Tuesday, February 23, 2016

Paul Verhoeven's bizarre TRICKED proves an enjoyable -- if misfired -- cinema oddity

Even though his resume is rather up-and-down -- The Fourth Man to Showgirls, Spetters to the original Robocop, Basic Instinct to Black Book -- anything Dutch director Paul Verhoeven hands us is worth at least a look, if not an occasional repeat viewing. So it is with his latest film (and one of his oddest) to reach our shores, the 2012 TRICKED, which is advertised to be (though I rather doubt it) "the first user-generated film." This supposedly means that a bunch of film fans had their say in writing the screenplay, along with maybe a half dozen more-or-less professional writers, all of whom "developed" the movie as the filming process went along.

Verhoeven, shown at left, has long been noted for his diversity -- he doesn't like to do the same thing twice.

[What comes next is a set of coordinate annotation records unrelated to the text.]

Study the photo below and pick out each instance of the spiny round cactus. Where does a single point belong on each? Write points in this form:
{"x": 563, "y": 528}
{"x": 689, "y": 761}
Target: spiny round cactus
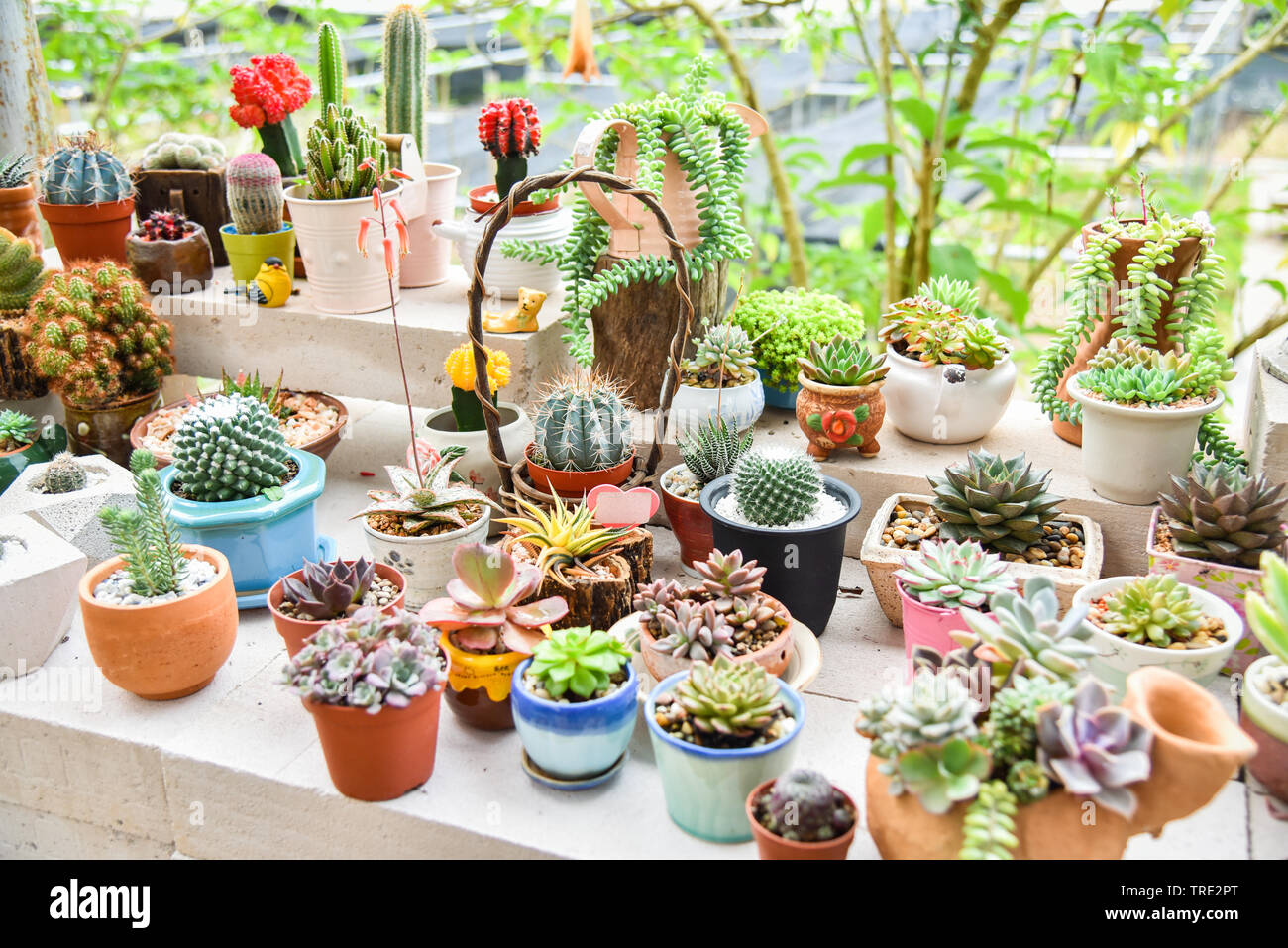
{"x": 774, "y": 487}
{"x": 230, "y": 447}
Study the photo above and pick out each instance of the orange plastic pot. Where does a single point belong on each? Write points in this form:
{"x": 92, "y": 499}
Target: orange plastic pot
{"x": 168, "y": 649}
{"x": 773, "y": 846}
{"x": 378, "y": 756}
{"x": 294, "y": 631}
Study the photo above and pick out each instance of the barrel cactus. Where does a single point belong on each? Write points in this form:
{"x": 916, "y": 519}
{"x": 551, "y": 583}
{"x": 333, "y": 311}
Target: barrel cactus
{"x": 230, "y": 447}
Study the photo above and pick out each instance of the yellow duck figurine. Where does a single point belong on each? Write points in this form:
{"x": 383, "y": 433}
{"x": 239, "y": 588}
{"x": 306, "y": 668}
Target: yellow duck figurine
{"x": 271, "y": 285}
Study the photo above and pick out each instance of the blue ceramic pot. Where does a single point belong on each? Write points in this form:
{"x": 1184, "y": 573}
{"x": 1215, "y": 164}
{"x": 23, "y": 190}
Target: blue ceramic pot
{"x": 263, "y": 540}
{"x": 576, "y": 740}
{"x": 706, "y": 788}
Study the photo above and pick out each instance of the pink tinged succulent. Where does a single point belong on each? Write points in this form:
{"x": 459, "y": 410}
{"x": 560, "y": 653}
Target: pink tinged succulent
{"x": 482, "y": 603}
{"x": 1094, "y": 749}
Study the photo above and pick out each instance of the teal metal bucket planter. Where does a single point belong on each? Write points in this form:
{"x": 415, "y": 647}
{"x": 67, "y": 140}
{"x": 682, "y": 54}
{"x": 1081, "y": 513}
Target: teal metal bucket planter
{"x": 263, "y": 540}
{"x": 706, "y": 788}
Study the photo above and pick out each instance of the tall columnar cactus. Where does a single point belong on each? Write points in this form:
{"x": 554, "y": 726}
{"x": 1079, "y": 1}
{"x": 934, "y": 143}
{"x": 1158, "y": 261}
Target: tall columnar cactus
{"x": 230, "y": 447}
{"x": 254, "y": 185}
{"x": 84, "y": 171}
{"x": 94, "y": 338}
{"x": 331, "y": 65}
{"x": 403, "y": 63}
{"x": 583, "y": 424}
{"x": 339, "y": 143}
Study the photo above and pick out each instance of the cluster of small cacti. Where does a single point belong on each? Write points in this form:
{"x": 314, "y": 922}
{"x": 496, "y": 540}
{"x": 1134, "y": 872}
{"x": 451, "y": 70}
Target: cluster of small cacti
{"x": 179, "y": 151}
{"x": 93, "y": 335}
{"x": 230, "y": 447}
{"x": 254, "y": 187}
{"x": 346, "y": 156}
{"x": 583, "y": 423}
{"x": 84, "y": 171}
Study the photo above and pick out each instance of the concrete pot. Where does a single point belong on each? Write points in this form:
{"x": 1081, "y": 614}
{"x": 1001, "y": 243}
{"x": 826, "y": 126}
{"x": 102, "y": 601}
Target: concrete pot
{"x": 1117, "y": 657}
{"x": 881, "y": 561}
{"x": 340, "y": 278}
{"x": 1129, "y": 454}
{"x": 580, "y": 738}
{"x": 706, "y": 788}
{"x": 39, "y": 574}
{"x": 925, "y": 404}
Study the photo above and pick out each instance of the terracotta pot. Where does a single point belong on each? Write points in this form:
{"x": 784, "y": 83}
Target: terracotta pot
{"x": 163, "y": 651}
{"x": 171, "y": 266}
{"x": 773, "y": 846}
{"x": 294, "y": 631}
{"x": 1197, "y": 749}
{"x": 18, "y": 214}
{"x": 107, "y": 430}
{"x": 828, "y": 416}
{"x": 578, "y": 483}
{"x": 378, "y": 756}
{"x": 89, "y": 231}
{"x": 1184, "y": 258}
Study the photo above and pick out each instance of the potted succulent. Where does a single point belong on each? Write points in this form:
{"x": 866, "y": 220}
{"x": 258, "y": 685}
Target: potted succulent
{"x": 237, "y": 487}
{"x": 1155, "y": 620}
{"x": 719, "y": 730}
{"x": 86, "y": 198}
{"x": 108, "y": 377}
{"x": 373, "y": 683}
{"x": 780, "y": 509}
{"x": 802, "y": 815}
{"x": 951, "y": 372}
{"x": 1211, "y": 532}
{"x": 490, "y": 620}
{"x": 840, "y": 403}
{"x": 321, "y": 592}
{"x": 575, "y": 704}
{"x": 936, "y": 582}
{"x": 1141, "y": 412}
{"x": 170, "y": 254}
{"x": 18, "y": 198}
{"x": 1001, "y": 502}
{"x": 160, "y": 617}
{"x": 726, "y": 614}
{"x": 719, "y": 380}
{"x": 583, "y": 436}
{"x": 709, "y": 451}
{"x": 786, "y": 324}
{"x": 462, "y": 423}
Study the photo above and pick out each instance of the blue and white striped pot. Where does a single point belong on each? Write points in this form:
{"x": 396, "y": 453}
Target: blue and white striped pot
{"x": 580, "y": 738}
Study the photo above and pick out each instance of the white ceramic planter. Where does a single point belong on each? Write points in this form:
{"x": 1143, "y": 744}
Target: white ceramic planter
{"x": 340, "y": 279}
{"x": 741, "y": 406}
{"x": 923, "y": 404}
{"x": 1128, "y": 454}
{"x": 1117, "y": 657}
{"x": 426, "y": 562}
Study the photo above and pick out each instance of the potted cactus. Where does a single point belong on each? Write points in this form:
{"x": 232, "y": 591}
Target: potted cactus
{"x": 170, "y": 254}
{"x": 321, "y": 592}
{"x": 490, "y": 620}
{"x": 108, "y": 377}
{"x": 780, "y": 509}
{"x": 1212, "y": 530}
{"x": 160, "y": 617}
{"x": 374, "y": 683}
{"x": 951, "y": 372}
{"x": 86, "y": 198}
{"x": 575, "y": 703}
{"x": 802, "y": 815}
{"x": 719, "y": 730}
{"x": 840, "y": 403}
{"x": 583, "y": 436}
{"x": 709, "y": 451}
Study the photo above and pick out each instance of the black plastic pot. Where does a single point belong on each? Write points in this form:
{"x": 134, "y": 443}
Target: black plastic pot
{"x": 804, "y": 566}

So tackling this "user-generated" thing probably had some appeal to the guy. Yet it is difficult to believe that a filmmaker this accomplished would not have seen some of the insurmountable problems coming a mile away. The biggest of these is the fact that using so many "screenwriters" (I think I heard the number 70 mentioned) all working independently and handing in their own "scenarios" that took off from an original four-page set-up could not help but result in a movie that has little continuity and certainly no momentum or satisfying finale. Eventually this multi-writer idea had to be scrapped, with the final film using the input from only a few of the scribes. (So much for this truly being a user-generated film.)

We learn all of the above and more from the first third of the movie, just over a half-hour, which is a kind of documentary about the creation of Tricked. Then we see the resulting film (stills from which are shown above and below). While that documentary is not uninteresting, it is clear to any intelligent viewer, almost from the beginning, that this was a terrible, a genuinely stupid idea. All of which makes that first half-hour rather a slough, even though there is an occasional bright moment seen or smart thought expressed.

When we get to the film itself, the Verhoeven we know and love takes over, and things get juicy and spicy and melodramatic and generally lots of fun. The plot is full of lust and betrayal, heavy-duty emotions, family problems and business deals. The performances -- all from pros, young and old -- are just fine, as is always the case in Verhoeven's films, and the technical aspects (editing, sound, cinematography, and all the rest) are great, as well. But the finished movie, coming in at just under one hour, seems like something that would work better on television. Its highly melodramatic plot (it must be, under this kind of time constraint) involves so much "incident" that it often seems to approach a level of "camp."

Verhoeven has always been a director who fills his films with so many happenings, including incident and coincidence, that you're zipping along at a super-fast pace. When this works well, as in Black Book, and a number of his other films, the entertainment quotient is very high. And when the film's running time also allows for some character deepening and theme development, the result can be quite fine. Here, though, it all seems rushed and TV-level (old-fashioned television, like a Twilight Zone episode but without the supernatural or fantasy elements).

And yet, such an old pro is the filmmaker that by the end of Tricked, I found myself hurling right along with all this nonsense, which involved a rake of a husband and his mistresses, current and past; a corporate takeover; and a birthday party with a bulging surprise at its center. I suppose it was decided that releasing a mere 55-minute movie would not be a smart marketing move, so the documentary footage was added to make something full-length. How much better it might have been, TrustMovies suggests, to have made a full-length Verhoeven film instead: one in which all that juicy melodrama was given the kind of backup development it ought to have had. Post-viewing, you're likely to start imagining what all this could have been, and you'll be disappointed not to have seen it, instead.

From Kino Lorber and running a total of 89 minutes, Tricked opens in New York City this Friday, February 26. at the Cinema Village theater and simultaneously via digital streaming on Fandor.